I really feel like giving up..

Taylor • 20. First time mom.
Hello, my name is Taylor. Im 20 and a ftm. My son is my pride and joy, & honestly probably the only thing holding me together. I feel crazy, I just wish i could stop caring about certain things. I have no one to talk to because everyone's answer is always 'just leave'. I have been inlove with the father of my child since i was 17, and at 19 had my first child with him. My son had a neonatal stroke, was born seizing, and had liver, kidney, and a severe amount of brain damage. It has been very had for me to cope with this, I love him to death and I never imagined him having to face these problems in life and it was a total shock when i was rushed into an emergency csection. Between that and the father of my child being an addict I dont know what to do. He is constantly leaving at night and coming home at 6-7 in the morning.

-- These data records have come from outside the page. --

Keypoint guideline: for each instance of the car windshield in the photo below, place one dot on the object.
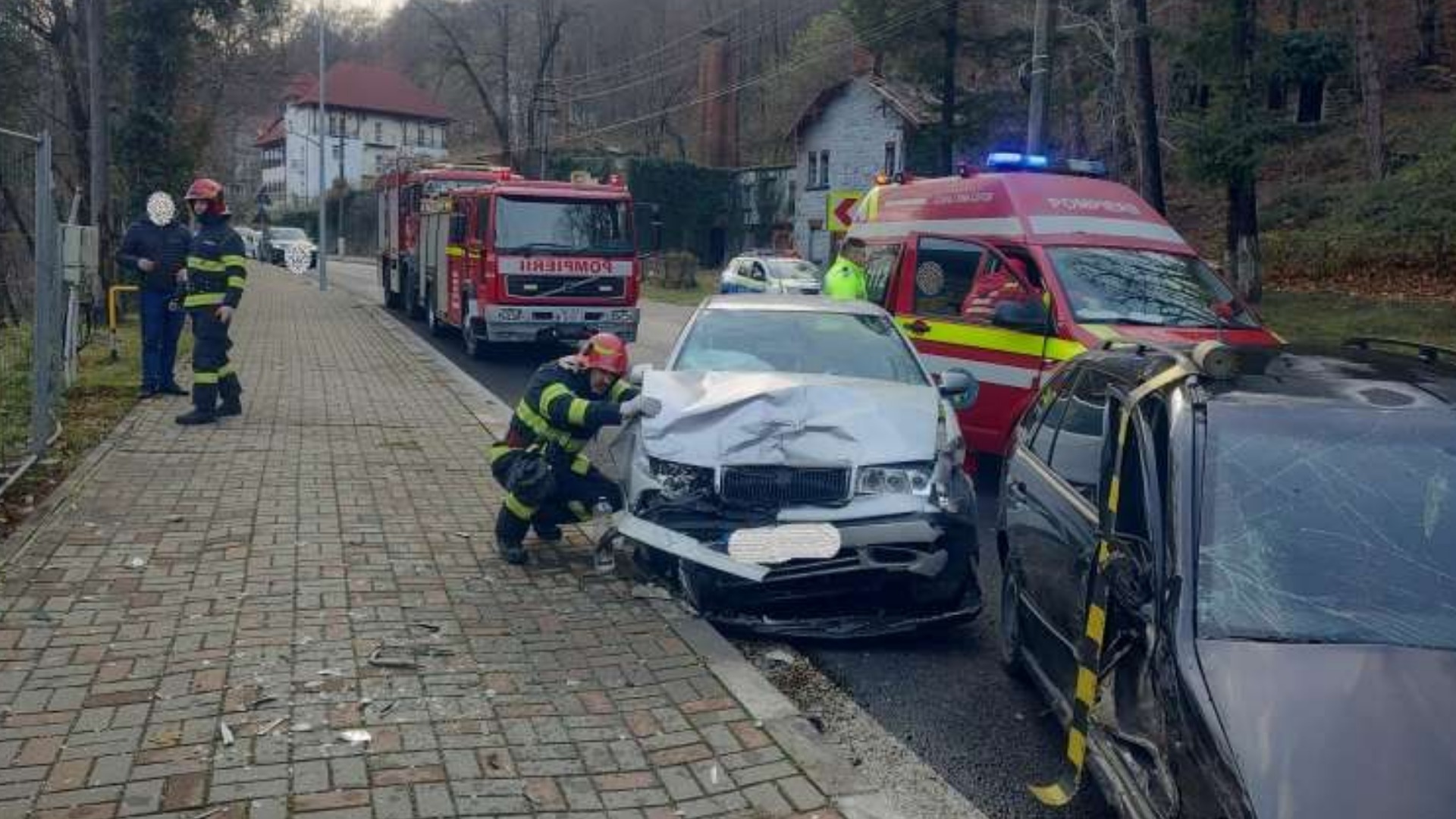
(587, 228)
(1147, 287)
(783, 341)
(791, 268)
(1329, 526)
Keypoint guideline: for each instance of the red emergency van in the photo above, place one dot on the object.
(1009, 273)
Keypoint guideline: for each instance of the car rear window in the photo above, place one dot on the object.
(1326, 525)
(791, 341)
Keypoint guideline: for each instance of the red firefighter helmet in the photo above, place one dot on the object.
(607, 353)
(209, 191)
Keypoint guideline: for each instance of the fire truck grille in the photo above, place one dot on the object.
(783, 485)
(565, 286)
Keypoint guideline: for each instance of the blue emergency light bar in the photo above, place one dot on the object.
(1012, 161)
(1005, 159)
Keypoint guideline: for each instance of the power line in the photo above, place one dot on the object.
(666, 47)
(655, 74)
(890, 27)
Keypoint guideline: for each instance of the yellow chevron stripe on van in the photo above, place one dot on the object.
(998, 338)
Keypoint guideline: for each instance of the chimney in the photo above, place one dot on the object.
(718, 140)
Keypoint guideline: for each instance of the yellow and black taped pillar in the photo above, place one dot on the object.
(1094, 630)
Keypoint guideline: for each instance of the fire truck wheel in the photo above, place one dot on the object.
(473, 347)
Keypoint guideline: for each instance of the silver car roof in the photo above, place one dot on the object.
(791, 305)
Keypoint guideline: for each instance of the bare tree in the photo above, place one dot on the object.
(1372, 88)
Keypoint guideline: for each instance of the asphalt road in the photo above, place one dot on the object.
(943, 695)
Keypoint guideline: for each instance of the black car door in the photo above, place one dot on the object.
(1052, 518)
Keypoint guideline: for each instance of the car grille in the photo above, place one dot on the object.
(783, 485)
(565, 286)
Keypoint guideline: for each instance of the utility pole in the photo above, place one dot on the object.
(98, 137)
(952, 49)
(1149, 140)
(343, 188)
(324, 165)
(1046, 24)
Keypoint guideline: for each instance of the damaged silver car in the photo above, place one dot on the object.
(804, 477)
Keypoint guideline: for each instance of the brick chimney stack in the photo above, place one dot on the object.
(718, 139)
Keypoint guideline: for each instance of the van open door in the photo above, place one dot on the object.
(965, 305)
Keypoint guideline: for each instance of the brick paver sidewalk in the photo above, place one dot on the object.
(243, 575)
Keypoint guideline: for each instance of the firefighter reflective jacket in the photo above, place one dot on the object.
(558, 410)
(216, 267)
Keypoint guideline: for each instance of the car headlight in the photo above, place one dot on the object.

I go nut, I cry til i hyperventilate. Like just now, he decides to leave at 3 in the morning.. I know I should just walk away but i swear it is the hardest thing to do. I think something is wrong with me, and I pray and pray for god to show me the way. Im still hanging on but Im slowly losing myself. Im sorry for this long post, but i needed to vent and facebook is just not the place considering my family hates for people to air their dirty laundry. Once again im sorry, i really just needed to type this and try to make myself fall asleep before i sit up all night alone with my son asleep just overthinking and crying.